No Stranger to Death
Cover Designer: Kim McGillivray
Comments about cover design
After an exchange of emails agreeing the business side of things, Kim asked for a copy of the novel. Before our first meeting I did some online research about briefing a cover designer. From the many websites by and for indie authors, I gleaned the following advice:
• Don’t be prescriptive. You choose a designer for his/her creativity, so let them get on with it.
• Never use the words ‘I like’. A book cover has an important job to do, and personal tastes shouldn’t come into it.
Kim and I talked about the prominent features of my novel and who I envisaged it will most appeal to. We also looked at many examples of book covers, some but not all within the crime fiction genre: ones I feel do their job well and also a few I don’t rate at all. One of the biggest creative challenges to Kim was to come up with a design which works in wildly differing sizes, from a thumbnail image on a Kindle or tablet to a physical paperback.

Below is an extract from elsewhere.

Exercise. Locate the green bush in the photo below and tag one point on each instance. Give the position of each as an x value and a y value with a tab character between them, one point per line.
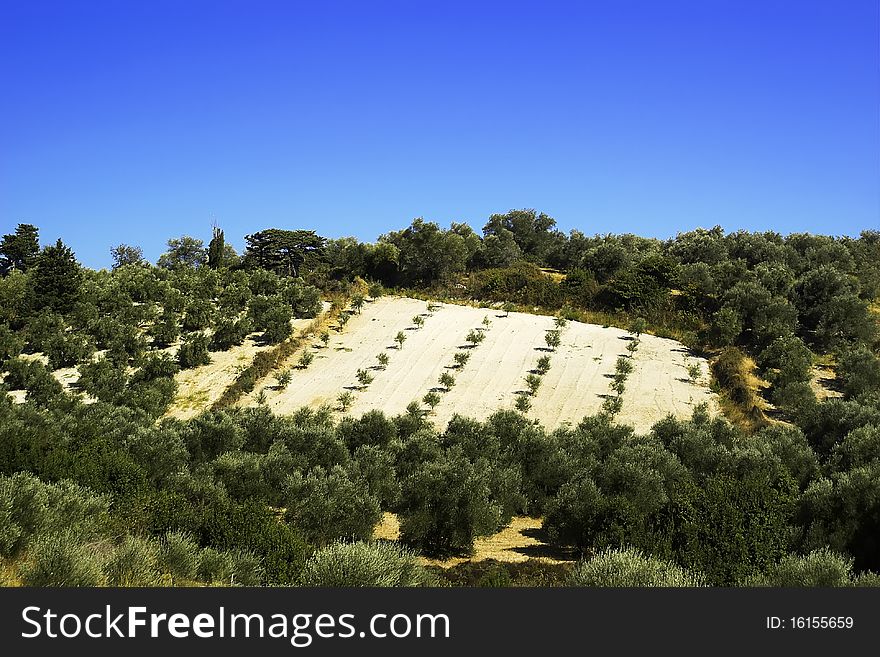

He presented me with three concepts: two representational and a third which concentrated on capturing the mood of my novel. We looked at paperback-sized printouts of each of these, then moved to a laptop to see them as they would initially appear online, as thumbnails. Immediately, the ‘mood’ cover jumped out at me. Even in its infancy it was great. Then Kim put it up on the screen alongside the thumbnails of published book covers I had sent him. To say I was stunned would be like saying Agatha Christie sold a few books. It looked fantastic. Suddenly No Stranger to Death was no longer just words in my head.
Having agreed on the concept, Kim and I then discussed details of the design. We agreed to include a teaser, a small detail on the cover, the significance of which will only become clear at the end of the book. And he even managed to incorporate my favourite colour: turquoise!